Il puzzo della lana bruciata deve disturbare i quattro: con una lametta mi tagliano il golf, davanti, per il lungo… mi tagliano anche il reggiseno… mi tagliano anche la pelle in superficie. Nella perizia medica misureranno ventun centimetri. Quello che mi sta tra le gambe, in ginocchio, mi prende i seni a piene mani, le sento gelide sopra le bruciature…
Ora… mi aprono la cerniera dei pantaloni e tutti si dànno da fare per spogliarmi: una scarpa sola, una gamba sola.
Quello che mi tiene da dietro si sta eccitando, sento che si struscia contro la mia schiena.
Ora quello che mi sta tra le gambe mi entra dentro. Mi viene da vomitare.
Devo stare calma, calma.
“Muoviti, puttana. Fammi godere”. Io mi concentro sulle parole delle canzoni; il cuore mi si sta spaccando, non voglio uscire dalla confusione che ho. Non voglio capire. Non capisco nessuna parola… non conosco nessuna lingua. Altra sigaretta.
“Muoviti puttana fammi godere”.
Sono di pietra.
Ora è il turno del secondo… i suoi colpi sono ancora più decisi. Sento un gran male.
“Muoviti puttana fammi godere”.
La lametta che è servita per tagliarmi il golf mi passa più volte sulla faccia. Non sento se mi taglia o no.
“Muoviti, puttana. Fammi godere”.
Il sangue mi cola dalle guance alle orecchie.
È il turno del terzo. È orribile sentirti godere dentro, delle bestie schifose.
“Sto morendo, – riesco a dire, – sono ammalata di cuore”.
Ci credono, non ci credono, si litigano.
“Facciamola scendere. No… sì…” Vola un ceffone tra di loro. Mi schiacciano una sigaretta sul collo, qui, tanto da spegnerla. Ecco, lì, credo di essere finalmente svenuta.
Poi sento che mi muovono. Quello che mi teneva da dietro mi riveste con movimenti precisi. Mi riveste lui, io servo a poco. Si lamenta come un bambino perché è l’unico che non abbia fatto l’amore… pardon… l’unico, che non si sia aperto i pantaloni, ma sento la sua fretta, la sua paura. Non sa come metterla col golf tagliato, mi infila i due lembi nei pantaloni. Il camioncino si ferma per il tempo di farmi scendere… e se ne va.
Tengo con la mano destra la giacca chiusa sui seni scoperti. È quasi scuro. Dove sono? Al parco. Mi sento male… nel senso che mi sento svenire… non solo per il dolore fisico in tutto il corpo, ma per lo schifo… per l’umiliazione… per le mille sputate che ho ricevuto nel cervello… per lo sperma che mi sento uscire. Appoggio la testa a un albero… mi fanno male anche i capelli… me li tiravano per tenermi ferma la testa. Mi passo la mano sulla faccia… è sporca di sangue. Alzo il collo della giacca.

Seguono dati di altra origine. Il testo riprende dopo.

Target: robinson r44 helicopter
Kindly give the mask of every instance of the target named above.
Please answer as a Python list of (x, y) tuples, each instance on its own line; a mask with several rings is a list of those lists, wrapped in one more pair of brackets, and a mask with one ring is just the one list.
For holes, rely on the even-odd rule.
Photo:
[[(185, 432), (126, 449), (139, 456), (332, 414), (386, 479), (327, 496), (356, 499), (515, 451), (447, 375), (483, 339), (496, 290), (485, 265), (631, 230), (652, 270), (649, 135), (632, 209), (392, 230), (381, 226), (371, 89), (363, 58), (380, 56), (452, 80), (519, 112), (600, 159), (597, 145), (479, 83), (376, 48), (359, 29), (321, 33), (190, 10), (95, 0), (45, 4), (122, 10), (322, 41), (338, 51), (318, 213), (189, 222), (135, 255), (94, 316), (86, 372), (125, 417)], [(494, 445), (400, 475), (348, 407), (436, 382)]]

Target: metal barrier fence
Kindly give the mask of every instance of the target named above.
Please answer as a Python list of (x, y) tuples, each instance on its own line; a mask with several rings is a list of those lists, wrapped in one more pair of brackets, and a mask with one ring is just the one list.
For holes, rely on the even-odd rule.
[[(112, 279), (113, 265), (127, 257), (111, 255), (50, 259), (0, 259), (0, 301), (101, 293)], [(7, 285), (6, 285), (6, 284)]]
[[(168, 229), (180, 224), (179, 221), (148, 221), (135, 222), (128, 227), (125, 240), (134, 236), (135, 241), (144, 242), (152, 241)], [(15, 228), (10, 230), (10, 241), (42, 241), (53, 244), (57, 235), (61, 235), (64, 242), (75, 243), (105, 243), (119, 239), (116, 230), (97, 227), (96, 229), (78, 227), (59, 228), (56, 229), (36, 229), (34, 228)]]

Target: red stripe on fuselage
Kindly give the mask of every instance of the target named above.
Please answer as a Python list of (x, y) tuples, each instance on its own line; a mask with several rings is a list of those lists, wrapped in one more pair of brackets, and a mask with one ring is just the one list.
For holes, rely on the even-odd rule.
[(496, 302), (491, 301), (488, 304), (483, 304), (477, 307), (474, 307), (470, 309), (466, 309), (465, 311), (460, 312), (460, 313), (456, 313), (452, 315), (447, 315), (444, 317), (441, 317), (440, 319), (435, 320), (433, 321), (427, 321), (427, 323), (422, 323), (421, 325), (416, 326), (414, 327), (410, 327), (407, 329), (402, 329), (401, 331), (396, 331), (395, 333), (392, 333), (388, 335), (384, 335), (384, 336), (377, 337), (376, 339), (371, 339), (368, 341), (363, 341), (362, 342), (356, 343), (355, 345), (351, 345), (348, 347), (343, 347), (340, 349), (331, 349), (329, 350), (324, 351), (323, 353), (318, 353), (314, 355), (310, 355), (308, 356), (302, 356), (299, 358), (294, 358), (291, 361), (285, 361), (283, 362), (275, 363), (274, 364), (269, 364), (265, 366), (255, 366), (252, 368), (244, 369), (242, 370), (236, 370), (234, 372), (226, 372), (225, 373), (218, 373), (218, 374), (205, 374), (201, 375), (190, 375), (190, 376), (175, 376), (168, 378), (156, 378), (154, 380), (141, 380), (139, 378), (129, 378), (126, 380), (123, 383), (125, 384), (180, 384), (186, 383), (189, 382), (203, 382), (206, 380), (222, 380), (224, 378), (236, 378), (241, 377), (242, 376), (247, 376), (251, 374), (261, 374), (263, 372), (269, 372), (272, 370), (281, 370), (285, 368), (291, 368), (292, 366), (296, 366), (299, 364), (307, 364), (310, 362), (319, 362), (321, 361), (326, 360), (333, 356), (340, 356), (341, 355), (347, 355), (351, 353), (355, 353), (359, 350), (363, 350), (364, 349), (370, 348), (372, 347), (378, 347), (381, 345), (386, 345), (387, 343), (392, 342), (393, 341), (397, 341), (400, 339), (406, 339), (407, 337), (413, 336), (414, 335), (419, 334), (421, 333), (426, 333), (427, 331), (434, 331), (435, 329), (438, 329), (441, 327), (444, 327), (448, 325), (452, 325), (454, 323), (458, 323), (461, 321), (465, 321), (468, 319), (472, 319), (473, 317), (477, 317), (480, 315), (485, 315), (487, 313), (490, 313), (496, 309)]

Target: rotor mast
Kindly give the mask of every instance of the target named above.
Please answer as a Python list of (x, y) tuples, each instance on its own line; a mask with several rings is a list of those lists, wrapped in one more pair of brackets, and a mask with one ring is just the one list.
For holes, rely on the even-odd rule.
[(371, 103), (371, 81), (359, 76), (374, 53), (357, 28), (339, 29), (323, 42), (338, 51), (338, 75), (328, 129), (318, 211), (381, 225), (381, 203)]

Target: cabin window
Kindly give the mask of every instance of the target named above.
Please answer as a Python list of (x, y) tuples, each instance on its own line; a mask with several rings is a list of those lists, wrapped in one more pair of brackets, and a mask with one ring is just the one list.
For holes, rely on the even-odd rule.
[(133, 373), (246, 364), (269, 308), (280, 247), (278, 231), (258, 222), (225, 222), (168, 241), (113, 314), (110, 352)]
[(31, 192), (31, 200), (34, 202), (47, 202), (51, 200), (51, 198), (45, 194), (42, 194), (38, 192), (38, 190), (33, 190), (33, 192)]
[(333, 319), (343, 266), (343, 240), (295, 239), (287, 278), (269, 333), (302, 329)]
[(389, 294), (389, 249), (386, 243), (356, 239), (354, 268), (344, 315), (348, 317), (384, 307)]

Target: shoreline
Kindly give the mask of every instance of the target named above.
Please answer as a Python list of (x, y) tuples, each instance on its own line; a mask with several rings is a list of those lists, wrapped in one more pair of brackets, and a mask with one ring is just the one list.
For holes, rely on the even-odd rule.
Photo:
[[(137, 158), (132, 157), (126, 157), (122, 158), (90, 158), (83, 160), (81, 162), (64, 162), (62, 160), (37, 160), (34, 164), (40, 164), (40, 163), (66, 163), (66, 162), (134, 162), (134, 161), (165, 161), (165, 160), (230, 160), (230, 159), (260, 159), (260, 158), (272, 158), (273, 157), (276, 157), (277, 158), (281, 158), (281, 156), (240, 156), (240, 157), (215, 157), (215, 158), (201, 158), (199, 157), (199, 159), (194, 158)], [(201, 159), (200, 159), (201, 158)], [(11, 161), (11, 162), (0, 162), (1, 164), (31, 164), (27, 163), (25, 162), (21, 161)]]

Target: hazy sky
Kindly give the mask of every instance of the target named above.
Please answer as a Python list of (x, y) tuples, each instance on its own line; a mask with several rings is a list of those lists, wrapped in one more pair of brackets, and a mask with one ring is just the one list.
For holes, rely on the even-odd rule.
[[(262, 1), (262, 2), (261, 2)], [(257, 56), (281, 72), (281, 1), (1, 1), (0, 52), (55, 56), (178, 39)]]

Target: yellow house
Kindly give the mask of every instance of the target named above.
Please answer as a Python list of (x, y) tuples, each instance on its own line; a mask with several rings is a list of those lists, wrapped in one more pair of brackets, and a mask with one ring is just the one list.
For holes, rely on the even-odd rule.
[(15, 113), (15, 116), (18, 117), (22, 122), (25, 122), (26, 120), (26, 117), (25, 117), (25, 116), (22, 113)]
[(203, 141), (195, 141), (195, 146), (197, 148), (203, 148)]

Cammino… cammino non so per quanto tempo. Senza accorgermi, mi trovo davanti alla Questura.
Appoggiata al muro del palazzo di fronte, la sto a guardare per un bel pezzo. Penso a quello che dovrei affrontare se entrassi ora… Sento le loro domande. Vedo le loro facce… i loro mezzi sorrisi… Penso e ci ripenso… Poi mi decido…
Torno a casa… torno a casa… Li denuncerò domani.
Buio”.
(Questo brano è stato scritto nel 1975 e rappresentato nel 1979 in Tutta casa, letto e chiesa).